Guess what? The rumor on the street is that HR leads the industry in using the Software As A Service (SaaS) delivery model. Surveys say that customers still prefer best-of-breed solutions over integrated solutions so that means more HR applications instead of less. Guess what also is true about many of these SaaS applications? They still use flat files as the main vehicle to shuttle information into and out of the application. In this model the customer is still required to develop an interface to the SaaS vendor. Wait, what? As a customer you still have to do custom development even though you are using a SaaS application.

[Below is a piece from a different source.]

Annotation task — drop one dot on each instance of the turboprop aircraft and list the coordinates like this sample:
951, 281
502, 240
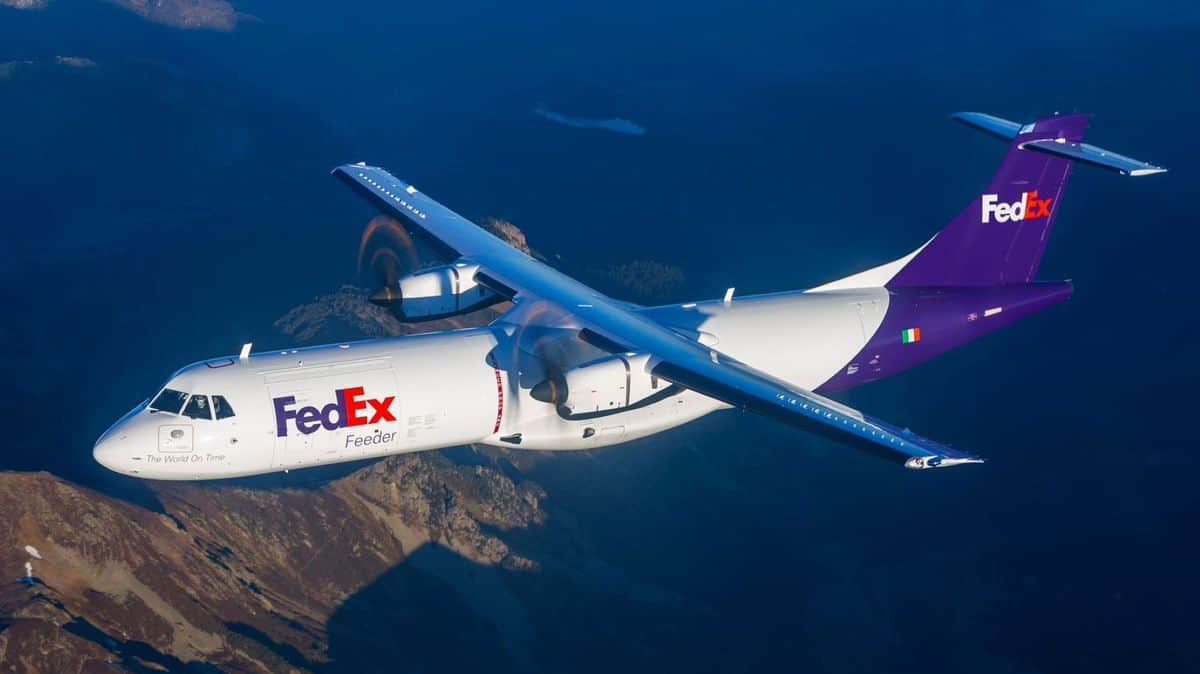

There are several other more state of the art options such as an Enterprise Service Bus (ESB) or SOAP messaging. I don’t know about you but when an employee gets hired into my core HR system, I would love to have the employee information zip over to my SaaS based Learning Management System within a couple seconds instead of sometime that evening when the flat file interface gets run. When I push the button to fill a requisition in my recruiting application, wouldn’t it be great to have the new hire in my core HR system right away. Sorry SaaS Recruiting vendor, sending me XML files via FTP multiple times a day doesn’t count.
All is not lost fortunately. The HR SaaS application vendors are starting to incorporate messaging or ESBs into their offering. The most prominent example of this is Workday purchasing ESB vendor Cape Clear back in February of 2008. Since then Workday has embedded Cape Clear into their application to allow end users to create their own real-time inbound and outbound interfaces.
For those other SaaS vendors who are still stuck in the flat file interface, you better get it together soon. We are wising up and will be requiring state of the art real-time interfaces in our vendor selection criteria.